Anonymizing submissions to Janeway


Lots of the journals that run on Janeway, unsurprisingly, use a double-blind peer review process, in which it must not be clear, to various parties, who authored various documents.

People are rubbish, though, at anonymizing their documents. Sometimes they write their details in the file (their name, for instance), other times they cite their own work, sometimes they cite grant numbers that can be traced back to them. It’s all very difficult.

Hence, it was of interest, recently, when SAGE announced a $5,000 grant to “build an open source tool that will allow authors to check if a manuscript has been properly anonymized before double-anonymous peer review”. The problem is that this was massively over-specced, in my view, for the money. For instance, they wanted to run checks that “author names, emails, author biographies and affiliations do not appear within the manuscript or supplementary information”. They wanted to “remove references to funding sources or anonymise the funding source(s), e.g.: The author(s) disclosed receipt of the following financial support for the research, authorship and/or publication of this article: This work was funded by [details omitted for double-anonymised peer review]”. This type of full-text search work is incredibly difficult.

We decided, in Janeway, to pursue a more limited anonymization routine that will strip identifying metadata from files and have wanted to do this since September. This works on .docx, .odt, and .pdf files (as well as images). It uses the excellent MAT2 to do its work. We can’t, sadly, handle old-school .doc files at the moment. Nonetheless, the basic version of this is now live and kicking!

When these fixes are merged into the main release of Janeway, the File History page now gets a new set of information and options that show if there is identifiable metadata in a file. You can also view a full output of detected metadata by clicking the “show full metadata dump” link. (With apologies to my colleague, Caroline, for using her teaching module handbook as a sample file!)

An image of the document management file history

The “Erase metadata” button here does what you would expect. It attempts to erase metadata in the file, and adds it as the latest revision of that file to the system. As you can see in the below image, the metadata is no longer present and the underlying file has been scrubbed clean, which is much safer for reviewers to see.

The same file with the metadata erased

I’ve then also hooked this directly into the submission system, so that new manuscripts go through automatically. From the author experience side this should be seamless: the manuscript is simply replaced by the anonymized version at upload, with the original file in the history in case of corruption. The below image shows how this appears to an author and an editor, with the cleaned manuscript presented.
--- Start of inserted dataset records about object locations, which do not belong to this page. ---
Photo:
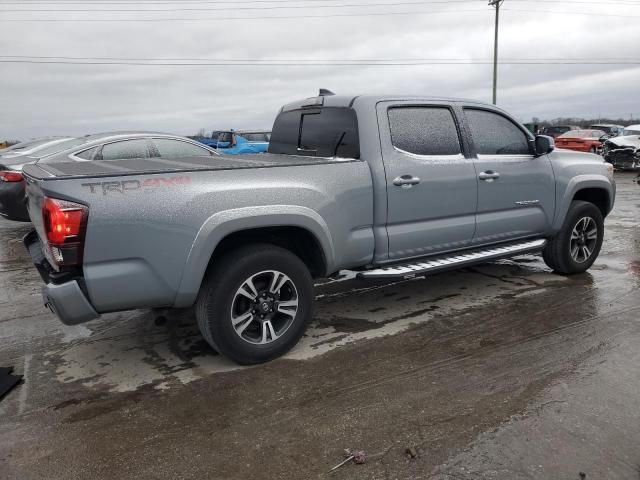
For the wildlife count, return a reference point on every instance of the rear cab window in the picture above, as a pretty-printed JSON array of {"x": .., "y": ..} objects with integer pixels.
[
  {"x": 171, "y": 148},
  {"x": 495, "y": 134},
  {"x": 321, "y": 132},
  {"x": 424, "y": 130},
  {"x": 125, "y": 150}
]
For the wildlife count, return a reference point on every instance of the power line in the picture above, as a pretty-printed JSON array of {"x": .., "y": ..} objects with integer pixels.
[
  {"x": 200, "y": 19},
  {"x": 315, "y": 64},
  {"x": 272, "y": 7},
  {"x": 328, "y": 60},
  {"x": 278, "y": 17},
  {"x": 213, "y": 2},
  {"x": 277, "y": 7}
]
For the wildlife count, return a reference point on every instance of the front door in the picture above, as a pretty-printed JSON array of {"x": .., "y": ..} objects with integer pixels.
[
  {"x": 431, "y": 185},
  {"x": 516, "y": 189}
]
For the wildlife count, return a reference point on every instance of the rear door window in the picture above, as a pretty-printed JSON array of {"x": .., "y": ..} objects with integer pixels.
[
  {"x": 424, "y": 130},
  {"x": 168, "y": 148},
  {"x": 125, "y": 150},
  {"x": 494, "y": 134}
]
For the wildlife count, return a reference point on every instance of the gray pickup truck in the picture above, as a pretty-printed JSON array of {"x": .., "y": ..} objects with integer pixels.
[{"x": 390, "y": 187}]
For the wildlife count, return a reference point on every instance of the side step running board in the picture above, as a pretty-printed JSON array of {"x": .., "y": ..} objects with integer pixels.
[{"x": 454, "y": 261}]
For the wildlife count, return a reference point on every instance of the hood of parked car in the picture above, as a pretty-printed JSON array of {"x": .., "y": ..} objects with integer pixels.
[
  {"x": 17, "y": 162},
  {"x": 628, "y": 141}
]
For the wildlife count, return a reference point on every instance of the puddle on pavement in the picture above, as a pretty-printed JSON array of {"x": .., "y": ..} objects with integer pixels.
[{"x": 124, "y": 352}]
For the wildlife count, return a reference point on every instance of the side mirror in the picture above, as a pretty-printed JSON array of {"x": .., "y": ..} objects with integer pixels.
[{"x": 544, "y": 144}]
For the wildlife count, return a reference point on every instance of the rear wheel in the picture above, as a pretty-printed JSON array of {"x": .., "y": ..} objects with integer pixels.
[
  {"x": 578, "y": 243},
  {"x": 255, "y": 304}
]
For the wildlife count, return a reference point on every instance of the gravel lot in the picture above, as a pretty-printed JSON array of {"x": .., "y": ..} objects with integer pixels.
[{"x": 504, "y": 370}]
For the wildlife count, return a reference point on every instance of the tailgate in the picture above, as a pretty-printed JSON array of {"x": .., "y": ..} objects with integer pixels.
[{"x": 35, "y": 199}]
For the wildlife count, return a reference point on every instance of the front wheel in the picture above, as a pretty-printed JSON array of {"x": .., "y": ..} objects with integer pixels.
[
  {"x": 255, "y": 304},
  {"x": 578, "y": 243}
]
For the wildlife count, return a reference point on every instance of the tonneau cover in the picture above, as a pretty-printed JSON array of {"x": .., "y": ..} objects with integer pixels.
[{"x": 115, "y": 168}]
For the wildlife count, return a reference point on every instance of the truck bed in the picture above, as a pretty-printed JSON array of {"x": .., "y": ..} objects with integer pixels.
[{"x": 111, "y": 168}]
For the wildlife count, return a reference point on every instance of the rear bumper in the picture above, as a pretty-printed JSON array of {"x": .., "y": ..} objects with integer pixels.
[{"x": 61, "y": 293}]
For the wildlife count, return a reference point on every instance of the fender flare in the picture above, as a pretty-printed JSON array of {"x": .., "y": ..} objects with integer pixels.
[
  {"x": 221, "y": 224},
  {"x": 577, "y": 183}
]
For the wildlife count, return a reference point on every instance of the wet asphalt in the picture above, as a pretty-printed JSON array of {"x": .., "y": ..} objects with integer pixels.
[{"x": 503, "y": 370}]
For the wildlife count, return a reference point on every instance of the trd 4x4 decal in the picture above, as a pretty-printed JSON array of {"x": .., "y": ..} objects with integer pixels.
[{"x": 125, "y": 186}]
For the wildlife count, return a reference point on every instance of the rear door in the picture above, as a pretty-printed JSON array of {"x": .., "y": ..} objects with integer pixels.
[
  {"x": 516, "y": 189},
  {"x": 431, "y": 185}
]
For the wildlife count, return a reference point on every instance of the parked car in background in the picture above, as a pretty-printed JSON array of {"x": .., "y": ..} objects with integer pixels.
[
  {"x": 582, "y": 140},
  {"x": 12, "y": 160},
  {"x": 623, "y": 152},
  {"x": 557, "y": 130},
  {"x": 30, "y": 146},
  {"x": 210, "y": 141},
  {"x": 234, "y": 143},
  {"x": 348, "y": 183},
  {"x": 608, "y": 128},
  {"x": 96, "y": 148}
]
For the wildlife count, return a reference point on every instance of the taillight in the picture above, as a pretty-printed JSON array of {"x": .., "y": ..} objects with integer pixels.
[
  {"x": 65, "y": 225},
  {"x": 9, "y": 176}
]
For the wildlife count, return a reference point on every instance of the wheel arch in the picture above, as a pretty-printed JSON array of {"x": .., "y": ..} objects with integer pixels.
[
  {"x": 298, "y": 229},
  {"x": 595, "y": 189}
]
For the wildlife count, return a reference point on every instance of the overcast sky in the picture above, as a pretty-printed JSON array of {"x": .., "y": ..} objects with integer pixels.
[{"x": 51, "y": 99}]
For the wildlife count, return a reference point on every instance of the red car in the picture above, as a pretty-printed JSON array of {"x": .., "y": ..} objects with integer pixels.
[{"x": 582, "y": 140}]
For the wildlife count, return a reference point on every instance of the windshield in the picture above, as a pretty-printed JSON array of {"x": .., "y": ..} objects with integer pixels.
[
  {"x": 556, "y": 130},
  {"x": 58, "y": 147},
  {"x": 605, "y": 128},
  {"x": 25, "y": 145}
]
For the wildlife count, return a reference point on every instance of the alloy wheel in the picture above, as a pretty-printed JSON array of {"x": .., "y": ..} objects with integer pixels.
[
  {"x": 584, "y": 238},
  {"x": 264, "y": 307}
]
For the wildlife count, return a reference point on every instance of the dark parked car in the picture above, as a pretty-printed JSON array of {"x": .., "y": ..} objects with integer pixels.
[{"x": 12, "y": 159}]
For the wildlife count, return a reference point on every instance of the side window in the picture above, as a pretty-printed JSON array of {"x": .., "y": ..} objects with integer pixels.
[
  {"x": 87, "y": 154},
  {"x": 494, "y": 134},
  {"x": 424, "y": 130},
  {"x": 168, "y": 148},
  {"x": 125, "y": 150}
]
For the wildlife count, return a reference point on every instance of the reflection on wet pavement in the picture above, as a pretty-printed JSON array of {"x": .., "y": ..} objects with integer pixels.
[{"x": 503, "y": 370}]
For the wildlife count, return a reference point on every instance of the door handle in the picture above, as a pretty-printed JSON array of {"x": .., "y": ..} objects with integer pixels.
[
  {"x": 489, "y": 176},
  {"x": 406, "y": 181}
]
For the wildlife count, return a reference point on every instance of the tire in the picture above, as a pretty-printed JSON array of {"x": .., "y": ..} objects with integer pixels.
[
  {"x": 267, "y": 325},
  {"x": 561, "y": 255}
]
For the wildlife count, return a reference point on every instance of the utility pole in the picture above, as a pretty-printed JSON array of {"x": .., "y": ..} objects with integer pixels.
[{"x": 496, "y": 4}]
A file directly after submission. Note the “cleaned” in its filename.

Overall, this was a fun Saturday hack project. We could do much more. I’d like to upstream some fixes into MAT2 to anonymize comments in LibreOffice. There are also some residual issues with extracting LibreOffice metadata that are odd… I believe it may be a dependency issue in my Docker install, but I’ll investigate that when I can. Nonetheless, all file anonymization is working.

— Martin Paul Eve